Still, the party has been more than open about its shortcomings. Its party platform no longer focuses exclusively on issues associated with Internet freedoms and digital privacy. The party also campaigned on demands for free urban transportation, a guaranteed minimum income for all and a student-teacher ratio in public schools of 15:1.

But lead candidate Andreas Baum was quick to point out that there was plenty of work left to be done. "It is clear that there are several areas where we have gaps and that we have to develop ourselves further," Baum said on Monday. "That's hardly a surprise for a party that so far has never had a single employee."

So far, the party has most frequently been compared with the Green Party. Indeed, the Greens have long had the reputation for being the slightly rebellious newcomers on the German political scene, even if that reputation was no longer entirely deserved. Now, that mantle has been passed to the Pirates. "The Pirates gained support in milieus that had long belonged to the Greens," said political scientist Probst.

Attractive to New Voters

Voter analysis from Sunday would seem to back up that assessment. The survey group Infratest established that 17,000 former Green Party supporters switched their votes to the Pirate Party on Sunday, more than came from any other party. The SPD lost 14,000 voters to the Pirates and the far-left Left Party 13,000.
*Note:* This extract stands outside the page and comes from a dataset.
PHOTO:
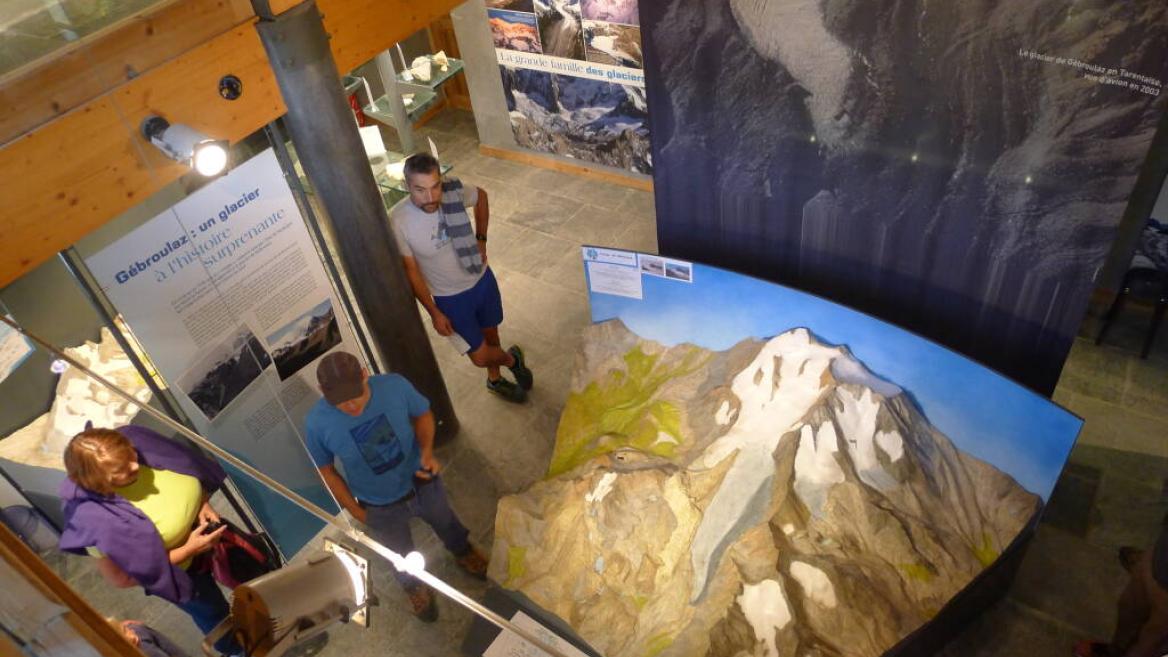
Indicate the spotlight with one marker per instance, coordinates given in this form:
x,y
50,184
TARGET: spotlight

The party's largest coup, however, came from its ability to attract fully 23,000 people to the polls who had never voted before. More votes came from former East Berlin, where the party secured 10.1 percent of the vote, than from former West Berlin. Most of the party's supporters are young, well-educated men -- as are 14 of the 15 Pirates who will now take their seats in the Berlin city-state parliament.

Sunday's vote was not the first time the Pirate Party had made its appearance on ballots. Christian Engström of Sweden won a seat in the European Parliament in 2009 as a Pirate Party candidate. And in 2009 general elections in Germany, the party managed 2 percent of the votes in Berlin.

The country's established parties, though, have yet to take the Pirates seriously. The center-left Social Democrats blasted the party for lacking substance. Chancellor Angela Merkel of the Christian Democrats said the Pirates' result was a "classic protest" vote.

'You Are Old!'

It is the Greens, however, which have the most to fear from the Pirates. Despite the fact that many Green Party leaders have long since gone gray and many of them are approaching the age of retirement, the party has still not lost the image of rebellion it has cloaked itself with ever since Joshka Fischer took his oath of office in the state of Hesse wearing ragged, white tennis shoes.

Now, though, the Pirate Party seems poised to take over that counter-culture image. Even as political analysts say that the phenomenon of the Pirate Party likely won't travel well outside Berlin, the success of a party younger and more rebellious than itself is a bitter pill for the Greens to swallow.

"They have a young, new feel to them while us Greens have become established," said Gesine Agena, head of the Green youth wing.

"Established" is one way of putting it. The Pirates themselves have another. On Sunday night, when Künast looked into the cameras and praised her party's affinity for and understanding of the Internet, Pirate Party members erupted in loud laughter at their election night celebration in Kreuzberg.

Immediately a chant filled the room. "You are old! You are old!"

After Sunday, it would be difficult to argue.

Correction: An earlier version of this article suggested that Christian Engström had left the Pirate Party and joined the Greens. While Engström works closely with the Greens in the European Parliament, he is still a member of the Pirate Party. We apologize for the imprecision.